Além disso, é estranho confiar armas nucleares ao regime islâmico quando seu antiamericanismo e anti-israelismo são claramente centrais em sua filosofia. Projetos de lei confirmados pela Assembleia Consultiva Islâmica visam diretamente a presença dos EUA no Oriente Médio, bem como a própria existência de Israel.

A dissuasão nuclear funcionou durante a era da Guerra Fria porque ambas as superpotências, especialmente após o surgimento da dissuasão, estavam focados em estabelecer o controle sobre suas zonas de influência. Índia e Paquistão estão travados em um estado de dissuasão nuclear funcional há décadas, principalmente por causa de sua proximidade geográfica, o que torna uma colisão nuclear indesejável para ambas as partes.

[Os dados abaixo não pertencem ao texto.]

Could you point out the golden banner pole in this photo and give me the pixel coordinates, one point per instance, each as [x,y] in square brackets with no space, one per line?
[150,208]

Não é fácil dissuadir uma potência nuclear que não quer ser detida – especialmente uma que se considera no direito de se comportar como uma hegemonia religiosa e regional em uma parte do mundo notoriamente instável. Seria um erro enorme para os EUA voltarem a considerar o Irã como uma política normal em que se pode confiar – pelo menos não antes de provar que é um Estado confiável sem agenda revisionista ou niilista.